Lebih lanjut, Dr. Herman mendesak Kapolda Kalimantan Barat dan Pemerintah Provinsi Kalbar untuk mengambil langkah konkret dan tegas terhadap pelaku tambang ilegal. Ia menyinggung kembali pernyataan Presiden Prabowo Subianto dalam pidato Hari Ulang Tahun ke-80 TNI yang menegaskan komitmen memberantas tambang ilegal dan pelanggaran lingkungan.
Kalau ucapan itu serius, maka buktikanlah. Jangan biarkan para perusak lingkungan semakin merajalela. Tegakkan hukum sesuai Undang-Undang Lingkungan Hidup dan KUHP. Jangan bunuh masa depan bangsa hanya karena pembiaran,” tegas Dr. Herman.
Ia juga menyoroti adanya indikasi pembiaran oleh oknum aparat penegak hukum (APH) di lapangan yang diduga terlibat atau menutup mata terhadap aktivitas PETI di Sekadau.

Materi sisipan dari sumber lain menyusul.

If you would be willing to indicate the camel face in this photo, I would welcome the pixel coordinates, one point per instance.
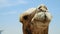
(36, 20)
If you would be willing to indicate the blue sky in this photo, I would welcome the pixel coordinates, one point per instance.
(11, 9)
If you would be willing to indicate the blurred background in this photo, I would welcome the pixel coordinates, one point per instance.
(10, 11)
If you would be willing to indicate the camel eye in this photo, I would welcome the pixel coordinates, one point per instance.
(25, 17)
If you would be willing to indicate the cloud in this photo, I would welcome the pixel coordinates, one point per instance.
(9, 13)
(7, 3)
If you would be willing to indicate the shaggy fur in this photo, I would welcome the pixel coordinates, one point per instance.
(36, 20)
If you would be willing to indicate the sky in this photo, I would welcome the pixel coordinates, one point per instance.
(10, 11)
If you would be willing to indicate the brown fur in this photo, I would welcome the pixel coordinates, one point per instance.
(32, 25)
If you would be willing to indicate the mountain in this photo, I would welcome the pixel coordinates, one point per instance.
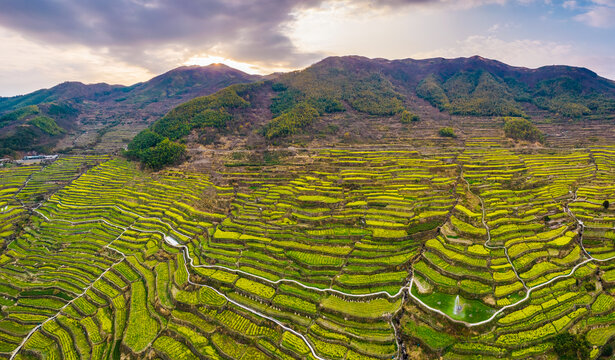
(99, 109)
(353, 98)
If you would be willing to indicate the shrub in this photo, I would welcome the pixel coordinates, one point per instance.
(46, 125)
(408, 117)
(431, 90)
(522, 129)
(165, 153)
(291, 121)
(447, 132)
(570, 347)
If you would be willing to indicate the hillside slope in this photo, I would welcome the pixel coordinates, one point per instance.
(101, 108)
(356, 99)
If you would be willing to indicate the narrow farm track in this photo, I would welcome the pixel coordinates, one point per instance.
(464, 239)
(170, 241)
(529, 290)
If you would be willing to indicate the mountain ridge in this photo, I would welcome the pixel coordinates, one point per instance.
(432, 88)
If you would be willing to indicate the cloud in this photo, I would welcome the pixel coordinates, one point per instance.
(521, 52)
(527, 53)
(601, 14)
(26, 65)
(136, 30)
(158, 34)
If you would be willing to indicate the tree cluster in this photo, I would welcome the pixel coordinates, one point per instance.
(447, 132)
(291, 122)
(522, 129)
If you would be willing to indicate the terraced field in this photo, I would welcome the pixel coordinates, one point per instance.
(484, 252)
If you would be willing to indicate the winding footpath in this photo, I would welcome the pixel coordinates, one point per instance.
(189, 262)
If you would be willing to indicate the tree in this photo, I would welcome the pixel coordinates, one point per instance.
(167, 152)
(571, 347)
(407, 117)
(447, 132)
(521, 129)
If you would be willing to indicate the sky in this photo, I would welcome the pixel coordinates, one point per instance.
(46, 42)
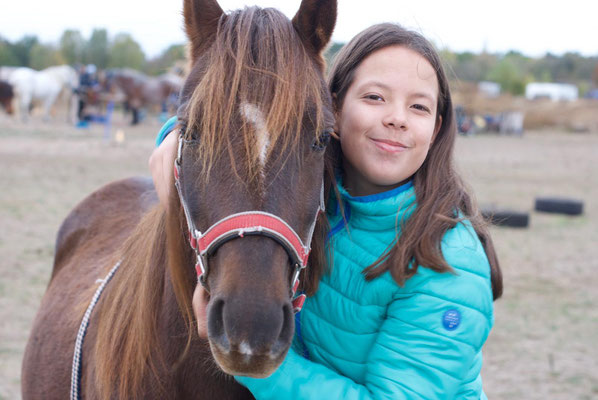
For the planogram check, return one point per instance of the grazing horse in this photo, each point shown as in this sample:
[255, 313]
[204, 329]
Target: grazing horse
[43, 87]
[6, 96]
[142, 91]
[254, 120]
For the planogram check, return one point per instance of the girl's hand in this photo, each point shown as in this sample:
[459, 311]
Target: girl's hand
[161, 164]
[200, 304]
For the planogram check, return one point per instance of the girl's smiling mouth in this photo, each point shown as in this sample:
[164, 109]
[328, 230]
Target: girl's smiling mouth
[390, 146]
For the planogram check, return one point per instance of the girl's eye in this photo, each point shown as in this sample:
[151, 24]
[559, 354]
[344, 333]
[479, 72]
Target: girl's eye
[421, 107]
[320, 143]
[374, 97]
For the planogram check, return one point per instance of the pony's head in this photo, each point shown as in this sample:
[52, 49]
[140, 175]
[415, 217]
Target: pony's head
[255, 116]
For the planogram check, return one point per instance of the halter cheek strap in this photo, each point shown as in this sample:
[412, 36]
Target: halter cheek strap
[243, 224]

Orang awam pun tahu bahwa pencemaran Sungai Kapuas berasal dari aktivitas PETI yang menggunakan merkuri dan bahan kimia berbahaya. Ini bukan kesalahan teknis, melainkan kejahatan lingkungan yang terstruktur,” ujarnya menambahkan.

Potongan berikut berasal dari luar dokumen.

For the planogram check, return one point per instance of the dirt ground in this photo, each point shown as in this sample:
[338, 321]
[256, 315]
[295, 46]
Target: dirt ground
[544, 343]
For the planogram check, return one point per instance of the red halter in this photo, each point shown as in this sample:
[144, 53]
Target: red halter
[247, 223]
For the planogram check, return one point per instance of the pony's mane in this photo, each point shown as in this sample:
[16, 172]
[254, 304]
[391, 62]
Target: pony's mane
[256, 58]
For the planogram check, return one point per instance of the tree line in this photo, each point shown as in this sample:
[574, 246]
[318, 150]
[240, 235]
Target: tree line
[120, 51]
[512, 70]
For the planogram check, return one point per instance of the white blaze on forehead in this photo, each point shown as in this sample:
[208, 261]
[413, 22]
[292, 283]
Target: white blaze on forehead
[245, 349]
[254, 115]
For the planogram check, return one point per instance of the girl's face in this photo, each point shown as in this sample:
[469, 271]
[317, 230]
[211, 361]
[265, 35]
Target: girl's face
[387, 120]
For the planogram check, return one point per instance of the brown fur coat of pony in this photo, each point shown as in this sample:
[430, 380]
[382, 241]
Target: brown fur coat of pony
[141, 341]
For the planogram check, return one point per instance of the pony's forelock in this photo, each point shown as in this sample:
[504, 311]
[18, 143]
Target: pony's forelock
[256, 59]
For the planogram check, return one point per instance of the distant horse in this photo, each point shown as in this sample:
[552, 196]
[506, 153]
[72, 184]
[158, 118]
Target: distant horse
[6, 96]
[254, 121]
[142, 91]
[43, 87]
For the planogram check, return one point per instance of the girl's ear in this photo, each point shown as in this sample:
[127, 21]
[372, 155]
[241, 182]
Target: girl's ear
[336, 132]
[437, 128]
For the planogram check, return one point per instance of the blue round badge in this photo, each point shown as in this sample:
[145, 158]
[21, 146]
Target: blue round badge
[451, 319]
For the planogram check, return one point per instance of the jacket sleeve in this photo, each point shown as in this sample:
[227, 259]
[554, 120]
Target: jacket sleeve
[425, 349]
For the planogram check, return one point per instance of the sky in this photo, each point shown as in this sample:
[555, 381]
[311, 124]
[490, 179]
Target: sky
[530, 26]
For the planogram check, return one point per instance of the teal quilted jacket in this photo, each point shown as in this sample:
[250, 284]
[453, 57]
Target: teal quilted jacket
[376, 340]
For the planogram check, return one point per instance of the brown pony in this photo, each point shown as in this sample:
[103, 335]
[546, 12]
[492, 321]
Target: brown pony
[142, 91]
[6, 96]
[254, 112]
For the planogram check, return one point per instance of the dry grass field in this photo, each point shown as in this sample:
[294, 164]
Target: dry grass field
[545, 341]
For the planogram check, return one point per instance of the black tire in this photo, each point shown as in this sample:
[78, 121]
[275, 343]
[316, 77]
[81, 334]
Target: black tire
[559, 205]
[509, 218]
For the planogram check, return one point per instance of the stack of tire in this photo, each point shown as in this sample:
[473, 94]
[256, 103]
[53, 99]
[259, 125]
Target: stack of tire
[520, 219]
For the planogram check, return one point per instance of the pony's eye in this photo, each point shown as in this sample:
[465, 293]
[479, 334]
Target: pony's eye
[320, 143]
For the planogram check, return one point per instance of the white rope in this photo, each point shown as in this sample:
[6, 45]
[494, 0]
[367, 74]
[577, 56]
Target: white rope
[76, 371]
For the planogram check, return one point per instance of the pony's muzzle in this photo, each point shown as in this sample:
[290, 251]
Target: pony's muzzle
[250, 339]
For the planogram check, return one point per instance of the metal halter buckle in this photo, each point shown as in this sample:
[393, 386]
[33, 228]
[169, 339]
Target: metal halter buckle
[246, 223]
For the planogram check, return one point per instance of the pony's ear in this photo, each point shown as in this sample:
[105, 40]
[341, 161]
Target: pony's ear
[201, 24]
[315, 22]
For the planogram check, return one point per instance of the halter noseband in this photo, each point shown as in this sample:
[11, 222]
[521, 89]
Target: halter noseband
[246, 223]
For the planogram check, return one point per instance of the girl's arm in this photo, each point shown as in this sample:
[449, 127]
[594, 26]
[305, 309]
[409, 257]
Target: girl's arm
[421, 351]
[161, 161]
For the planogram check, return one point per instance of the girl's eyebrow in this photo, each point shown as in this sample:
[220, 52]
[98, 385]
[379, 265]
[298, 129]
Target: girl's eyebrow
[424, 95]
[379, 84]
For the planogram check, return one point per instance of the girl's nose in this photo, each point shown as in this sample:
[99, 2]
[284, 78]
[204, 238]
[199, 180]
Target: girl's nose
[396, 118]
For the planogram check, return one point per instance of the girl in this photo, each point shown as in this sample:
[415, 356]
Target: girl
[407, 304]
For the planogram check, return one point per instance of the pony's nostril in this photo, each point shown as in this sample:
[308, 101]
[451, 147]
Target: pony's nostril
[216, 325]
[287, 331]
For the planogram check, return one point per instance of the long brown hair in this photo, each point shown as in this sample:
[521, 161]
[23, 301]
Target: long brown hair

Selain dari PETI, Herman juga mengingatkan bahwa limbah industri dan perkebunan kelapa sawit di sekitar DAS Kapuas turut memperparah degradasi kualitas air sungai.
Krisis lingkungan ini bukan hanya menghancurkan ekosistem, tetapi juga berdampak sosial. Warga di sepanjang Sungai Sekadau kini kesulitan mendapatkan air bersih dan kehilangan mata pencaharian. Sejumlah warga dilaporkan mengalami gatal-gatal dan iritasi kulit akibat menggunakan air sungai untuk mandi dan mencuci.
Sudah saatnya tekanan publik diperkuat. Jangan biarkan negara kalah oleh para penambang ilegal dan oknum yang melindunginya,” pungkas Dr. Herman.
Pers rilis ini merupakan pernyataan resmi dari Pengamat Kebijakan Publik, Dr. Herman Hofi Munawar, yang disampaikan kepada awak media pada 6 Oktober 2025 di Pontianak, Kalimantan Barat. Seluruh kutipan dan keterangan telah diverifikasi sesuai Kode Etik Jurnalistik (KEJ) dan Standar Operasional Prosedur (SOP) peliputan media nasional.